Die Revolten im Nahen und Mittleren Osten und der Libyenkrieg haben das Grenzregime der Europäischen Union gründlich erschüttert. Zu befürchten steht allerdings, daß die weitere Eskalation dieser Auseinandersetzungen und die dadurch initiierten Flüchtlingsströme zu einer noch strikteren Reorganisation dieser als "Flüchtlingsabwehr" kaum mehr paraphrasierten Praxis führen werden. Sie hat im Rahmen der EU den Charakter eines institutionell komplex strukturierten und territorial weit ausgreifenden Selektionssystems angenommen, dessen Trennschärfe die sozialen Antagonismen in der Union wie in ihrem Verhältnis zu den Ländern des Südens adäquat vollzieht. Weithin verkannt - und daher nur von wenigen Menschen aufmerksam verfolgt - wird der universale Charakter eines "Migrationsmanagements", dessen Kontrollprozeduren und Erfassungsroutinen Herrschaftstechniken antizipieren, deren Anwendung sich keineswegs auf die Teilung der Welt in Metropolengesellschaften hoher ökonomischer Produktivität und Kapitalkonzentration und verelendete Regionen der Rohstoffausbeutung und Subsistenzökonomie beschränken wird. Die Transnationalisierung globaler Wertschöpfung hat eine Qualifizierung staatlicher Exekutivgewalt bewirkt, bei der ordnungspolitische und administrative Kompetenzen auf suprastaatlicher Ebene gebündelt, während staatsbürgerliche Garantien wie etwa der Schutz vor Auslieferung und unrechtmäßiger Verfolgung ausgehöhlt werden.

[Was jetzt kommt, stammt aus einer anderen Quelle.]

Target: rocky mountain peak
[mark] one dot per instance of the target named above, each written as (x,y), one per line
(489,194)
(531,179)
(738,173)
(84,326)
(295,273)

"Die Klassenschranken im Globalismus verlaufen an der Linie der Mobilität", hat der Migrationsforscher Eberhard Jungfer in einem 2009 veröffentlichten Text [1] unter Verweis auf die weltumspannende Bewegungsfreiheit der Eliten und die sich vor politisch Verfolgten und mittellosen MigrantInnen auftürmenden Grenzbefestigungen festgestellt. Er legt damit den Finger in die Wunde einer Ignoranz gegenüber Flüchtlingsschicksalen, die zwecks Subsumierung der europäischen Bevölkerungen unter das Primat der Kapitalakkumulation zum rassistischen Generalangriff aufgerüstet wird.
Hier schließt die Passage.